As President of the Canadian Epilepsy Alliance , I want to introduce you to Janice MacGregor, International Ms Canada 2018, who has epilepsy. In keeping with our agency’s 20th anniversary we wanted to highlight individual stories this year. We hope this story will inspire you and remind you that epilepsy need not stand in the way of achievement.
My name is Janice MacGregor and I am International Ms. Canada 2018. I live in a small town just outside of Saskatoon, Saskatchewan and I have epilepsy. I had my first grand mal seizure when I was 18. I was in my first year of university at the U of S and it happened in the cafeteria. I just remember feeling dizzy. The next thing I remember was waking up on the floor with two paramedics around me. I don’t remember my second, third, fourth, etc. seizures because after a while they all blur together. I had my last major seizure a few months ago and I have petite mal seizures daily. My neurologist and epileptologist have tried several medications and combinations of medications and we’re still working to find something that will work. I’m optimistic!

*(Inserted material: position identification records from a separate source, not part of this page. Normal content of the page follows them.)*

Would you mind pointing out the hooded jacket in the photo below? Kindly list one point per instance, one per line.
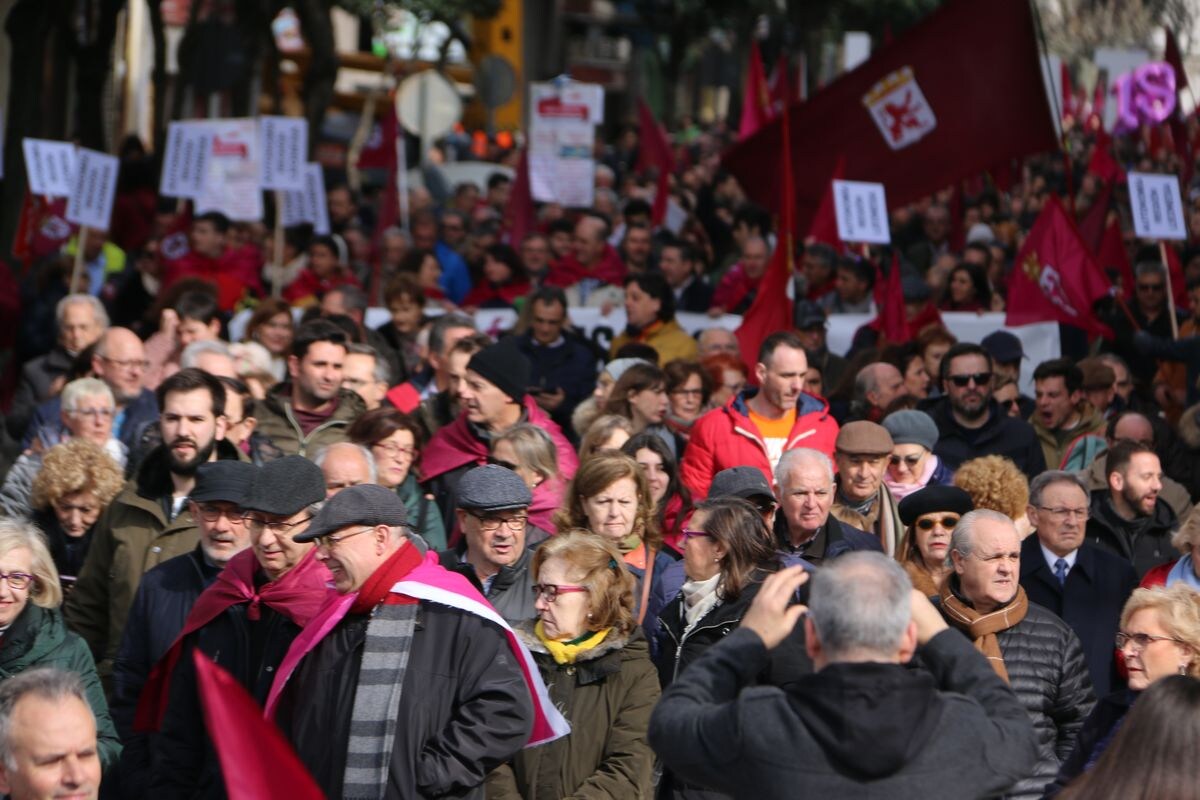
(726, 437)
(852, 731)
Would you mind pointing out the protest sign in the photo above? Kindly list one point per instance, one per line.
(862, 212)
(49, 166)
(285, 148)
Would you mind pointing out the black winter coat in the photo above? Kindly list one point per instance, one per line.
(465, 707)
(1090, 602)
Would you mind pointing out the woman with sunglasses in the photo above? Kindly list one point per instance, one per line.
(1159, 636)
(395, 443)
(595, 663)
(913, 464)
(929, 517)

I feel it is important for people with epilepsy to live as full a life as is possible. I understand that there are some difficulties that come with epilepsy. I lost my driver’s license, for example, when I was diagnosed. The prescription medications leave me exhausted. And there are extra considerations regarding family planning that women using anti-epileptic drugs (AEDs) have to keep in mind that other women don’t have to worry about. I’m not complaining- I realize how blessed I am to have access to AEDs in the first place. But we have to play the hand we’re dealt in life. I didn’t let my situation prevent me from graduating from university with High Honours. I was on the Dean’s List and I had an academic scholarship. I earned life-time membership in the Golden Key International Honors Society.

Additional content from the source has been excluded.